Tim Armstrong commented on IMPALA-1262:
---------------------------------------

[~jeszyb] mentioned on IMPALA-4714 that EXCEPTION might cause confusion because admins look at queries in the EXCEPTION state to understand errors.

> user initiated query cancellation should return operation_state = CANCELED_STATE
> --------------------------------------------------------------------------------
>
>                 Key: IMPALA-1262
>                 URL: https://issues.apache.org/jira/browse/IMPALA-1262
>             Project: IMPALA
>          Issue Type: Bug
>          Components: Backend
>    Affects Versions: Impala 1.4
>            Reporter: Dan Hecht
>            Assignee: Bikramjeet Vig
>            Priority: Minor
>              Labels: query-lifecycle
>
> I've been told that if the user cancels the query, our intention is to not set query_state to EXCEPTION.  (Is that the desired behavior?)  Adding a test case to test_cancellation.py as follows, shows that this is not the current behavior (at least not in all circumstances).
> {code}
> --- a/tests/query_test/test_cancellation.py
> +++ b/tests/query_test/test_cancellation.py
> @@ -102,6 +102,7 @@ class TestCancellation(ImpalaTestSuite):
>        sleep(vector.get_value('cancel_delay'))

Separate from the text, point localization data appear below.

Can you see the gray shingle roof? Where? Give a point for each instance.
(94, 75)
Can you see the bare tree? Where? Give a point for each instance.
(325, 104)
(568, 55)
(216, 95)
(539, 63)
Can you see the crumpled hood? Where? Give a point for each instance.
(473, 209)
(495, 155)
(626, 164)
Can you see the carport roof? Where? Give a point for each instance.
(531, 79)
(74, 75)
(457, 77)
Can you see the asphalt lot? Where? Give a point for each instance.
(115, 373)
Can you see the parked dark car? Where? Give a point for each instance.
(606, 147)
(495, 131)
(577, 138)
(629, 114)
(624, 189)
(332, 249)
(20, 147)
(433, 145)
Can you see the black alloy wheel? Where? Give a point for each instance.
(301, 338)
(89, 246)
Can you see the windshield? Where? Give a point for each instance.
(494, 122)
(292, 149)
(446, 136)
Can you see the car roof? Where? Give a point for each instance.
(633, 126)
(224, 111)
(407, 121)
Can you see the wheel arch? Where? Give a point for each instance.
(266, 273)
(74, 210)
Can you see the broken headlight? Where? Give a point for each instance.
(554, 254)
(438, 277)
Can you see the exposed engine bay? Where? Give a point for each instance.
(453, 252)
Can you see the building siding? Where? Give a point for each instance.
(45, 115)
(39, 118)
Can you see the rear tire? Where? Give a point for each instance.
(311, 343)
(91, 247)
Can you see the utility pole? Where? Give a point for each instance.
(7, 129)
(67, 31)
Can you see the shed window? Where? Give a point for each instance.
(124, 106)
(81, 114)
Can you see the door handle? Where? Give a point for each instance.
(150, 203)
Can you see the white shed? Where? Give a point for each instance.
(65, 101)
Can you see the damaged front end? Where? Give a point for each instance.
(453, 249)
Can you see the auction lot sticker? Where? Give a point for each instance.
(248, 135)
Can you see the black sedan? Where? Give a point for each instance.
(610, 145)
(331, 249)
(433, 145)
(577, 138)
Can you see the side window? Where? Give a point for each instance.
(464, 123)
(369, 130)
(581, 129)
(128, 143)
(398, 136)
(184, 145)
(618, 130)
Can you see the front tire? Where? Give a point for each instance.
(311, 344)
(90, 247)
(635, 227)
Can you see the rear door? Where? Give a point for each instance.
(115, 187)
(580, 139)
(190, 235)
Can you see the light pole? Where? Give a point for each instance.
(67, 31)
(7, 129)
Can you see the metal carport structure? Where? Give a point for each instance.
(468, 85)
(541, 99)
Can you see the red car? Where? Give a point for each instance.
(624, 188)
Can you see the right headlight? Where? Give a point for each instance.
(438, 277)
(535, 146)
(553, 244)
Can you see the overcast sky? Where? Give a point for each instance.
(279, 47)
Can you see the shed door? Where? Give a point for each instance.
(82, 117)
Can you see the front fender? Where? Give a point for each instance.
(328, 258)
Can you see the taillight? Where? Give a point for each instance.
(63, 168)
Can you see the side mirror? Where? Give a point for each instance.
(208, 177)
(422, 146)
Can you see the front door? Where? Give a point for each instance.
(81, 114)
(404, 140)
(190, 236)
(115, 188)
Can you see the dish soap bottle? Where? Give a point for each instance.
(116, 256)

>        assert self.client.get_state(handle) != self.client.QUERY_STATES['EXCEPTION']
>        cancel_result = self.client.cancel(handle)
> +      assert self.client.get_state(handle) != self.client.QUERY_STATES['EXCEPTION']
>        assert cancel_result.status_code == 0,\
>            'Unexpected status code from cancel request: %s' % cancel_result
>        thread.join()
> {code}
> One example of how this can happen is if the cancel happens while the wait thread is still in WaitInternal, then WaitInternal will return Status::CANCELLED, and UpdateQueryStatus indiscriminately sets query_state_ to EXCEPTION if !ok().  But, I don't think that side of the execution can distinguish between user initiated cancel and error initiated cancel.  Probably, QueryExecState::Cancel needs to remember which kind of cancellation it was so that the cancelled side can do the right thing.
> We don't have a general workaround.